Messages seeking comment were sent to Smartmatic and Fox News; the network's lawyers are also representing the hosts.

Fox News had argued that it and its hosts did what the media do and the First Amendment protects: inform the public about newsworthy, if controversial, claims that an important figure was making about a matter of public concern.

Smartmatic maintained that Fox News can't claim free speech protections for inviting guests to circulate damning falsehoods, without evidence, as part of what the voting company calls a "disinformation campaign."

Federal and state election officials, exhaustive reviews in battleground states and Trump's own attorney general found no widespread fraud that could have changed the outcome of the 2020 election. Nor did they uncover any credible evidence that the vote was tainted. Trump's allegations of fraud were also roundly rejected by dozens of courts, including by judges whom Trump had appointed.

Smartmatic isn't alone in suing Fox News over its election coverage. The network is also fighting a $1.6 billion defamation lawsuit in Delaware from another voting machine company, Denver-based Dominion Voting Systems; and a federal defamation case filed by a Venezuelan businessman who said he was wrongly accused of trying to corrupt the election.

Florida-based Smartmatic said it played a small role in the 2020 U.S. national election: Its technology and software were used only in California's Los Angeles County. The heavily Democratic county and state weren't considered battlegrounds and went, as expected, for Democratic nominee and now-President Joe Biden.

But Smartmatic says Fox News and the three prominent hosts at the time — Bartiromo, Dobbs and Pirro — repeatedly allowed Trump's lawyers to falsely portray Smartmatic as a foreign company involved in a sprawling, multi-state operation to "flip" votes to Biden from the Republican incumbent.

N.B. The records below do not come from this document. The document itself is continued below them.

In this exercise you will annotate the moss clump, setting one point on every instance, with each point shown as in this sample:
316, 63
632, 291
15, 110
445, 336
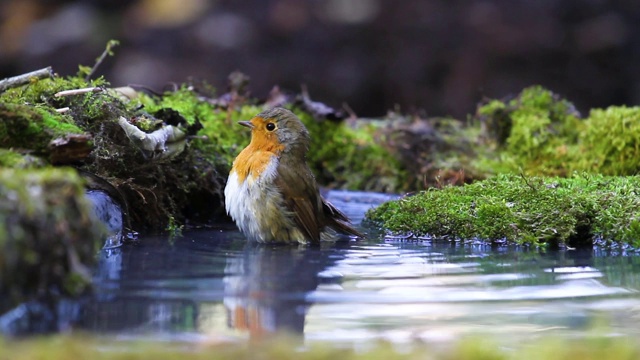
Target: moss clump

During a series of appearances following the Nov. 3, 2020 election, Giuliani asserted that the company had been "formed in order to fix elections." Powell called it a "huge criminal conspiracy" and the two jointly claimed that proof would be forthcoming.

Fox News eventually aired an interview with an election technology expert who said there was no evidence that Smartmatic's technology had monkeyed with the election results. He refuted various claims that Giuliani and Powell made. That interview came after Smartmatic's lawyers demanded a retraction.

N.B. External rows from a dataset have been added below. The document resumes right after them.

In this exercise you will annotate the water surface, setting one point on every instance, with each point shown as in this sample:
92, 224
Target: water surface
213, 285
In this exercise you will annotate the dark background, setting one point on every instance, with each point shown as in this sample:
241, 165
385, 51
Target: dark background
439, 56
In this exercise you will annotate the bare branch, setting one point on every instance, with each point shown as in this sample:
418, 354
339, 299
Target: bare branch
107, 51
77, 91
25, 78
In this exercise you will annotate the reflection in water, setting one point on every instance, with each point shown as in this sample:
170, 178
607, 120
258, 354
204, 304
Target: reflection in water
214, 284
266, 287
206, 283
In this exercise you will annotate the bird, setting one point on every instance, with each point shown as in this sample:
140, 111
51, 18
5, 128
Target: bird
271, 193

The company says business tanked and executives and customer-support workers received death threats because of the bogus allegations. It's seeking more than $2.7 billion in damages.

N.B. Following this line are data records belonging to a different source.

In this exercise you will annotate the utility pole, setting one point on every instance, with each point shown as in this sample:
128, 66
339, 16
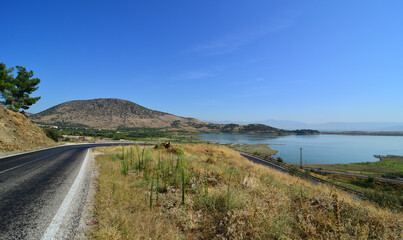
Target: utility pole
300, 158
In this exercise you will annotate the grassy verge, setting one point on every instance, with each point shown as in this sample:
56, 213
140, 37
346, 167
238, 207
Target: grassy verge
211, 192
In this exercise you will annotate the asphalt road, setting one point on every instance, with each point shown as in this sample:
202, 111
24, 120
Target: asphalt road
42, 194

"These reports by these three anchors were not objective pieces. These were endorsement pieces of something that they knew was not true," Smartmatic lawyer J. Erik Connolly told the appeals judges during arguments in December.

But Fox News lawyer Paul Clement said the lawsuit "strikes at the heart of the First Amendment."

"When the sitting president of the United States and his lawyers make allegations of fraud and indicate that the president's legal team will be challenging the results of the election in multiple states, those allegations are unquestionably newsworthy. They remain newsworthy whether or not they seem plausible or likely to succeed," Clement told the appeals court.

A message seeking comment on Tuesday's ruling was sent to Giuliani's lawyer. He has said Giuliani's statements were protected by the First Amendment and other laws and principles, and his lawyers asked the appeals court to dismiss all the claims against him.

A lower court dismissed claims against Powell, a Texan who argued that she couldn't be sued in New York over the matter.